There is a sign at the gas station across the street from our office that states “fuel theft affects us all.” Healthcare claim fraud is no different – as the ultimate cost of fraudulent claiming is higher premiums or a reduction in coverage for everyone.
Fraud, unfortunately, is a constant concern in the employee benefits industry. One way to reduce it is by helping plan members realize they have a tangible financial stake in how they use benefits. This can be achieved through smart plan design – a vital component in the prevention of fraudulent claims.
One method to limit exposure to risk is by setting combined maximums, such as overall individual and family maximums on paramedical claims. Unscrupulous service providers use a number of schemes in an effort to defraud benefits providers. Setting overall maximums mitigates the damage that these kinds of fraudulent claims can do to your plan.
Health Care Spending Accounts (HSAs) are another plan design option that can eliminate a lot of the motivation for fraud. The overall dollar amount is limited, so fraudulent claims take away from funds that could be used for other, legitimate expenses. HSA Explanations of Benefits show the account balance after every claim. If a member is knowingly defrauding their plan, they can see that they are depleting a finite amount. HSAs encourage members to be more prudent with their health care choices. They can also be used as a partial alternative to core coverage. Rather than placing combined maximums on certain core portions of their plans, many employers are simply removing those portions of their plans and substituting a Health Care Spending Account. The employers reduce their risk while the employees receive more flexibility in their coverage.
Our approach to preventing benefits fraud
We always strive to balance our industry-leading claims turnaround time with protecting the financial integrity of our clients’ benefits plans.
Our first line of defence against benefits fraud is helping you build a properly designed benefits plan. Once claims are submitted, real live people assess your employee claims, allowing for trained evaluation by attentive adjudicators. Auditing is done on an ongoing basis as patterns emerge. Where necessary, we contact the member or the service provider by phone for clarification to expedite the process. We are continuously fostering relationships with the colleges and associations responsible for regulating the practitioners. These relationships allow us to resolve service provider issues in a timely fashion.

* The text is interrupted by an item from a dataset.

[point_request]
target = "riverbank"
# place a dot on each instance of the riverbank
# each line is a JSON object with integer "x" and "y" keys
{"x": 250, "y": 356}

We are also active members of The Canadian Healthcare Anti-Fraud Association (CHCAA – http://www.chcaa.org). Every month we join industry peers to discuss better ways to combat benefits fraud. This cooperation extends beyond the meetings, allowing us to ensure that – among other things – there is no “double dipping” going on (wherein a member or service provider claims with multiple carriers, allowing them to be reimbursed in excess of 100%).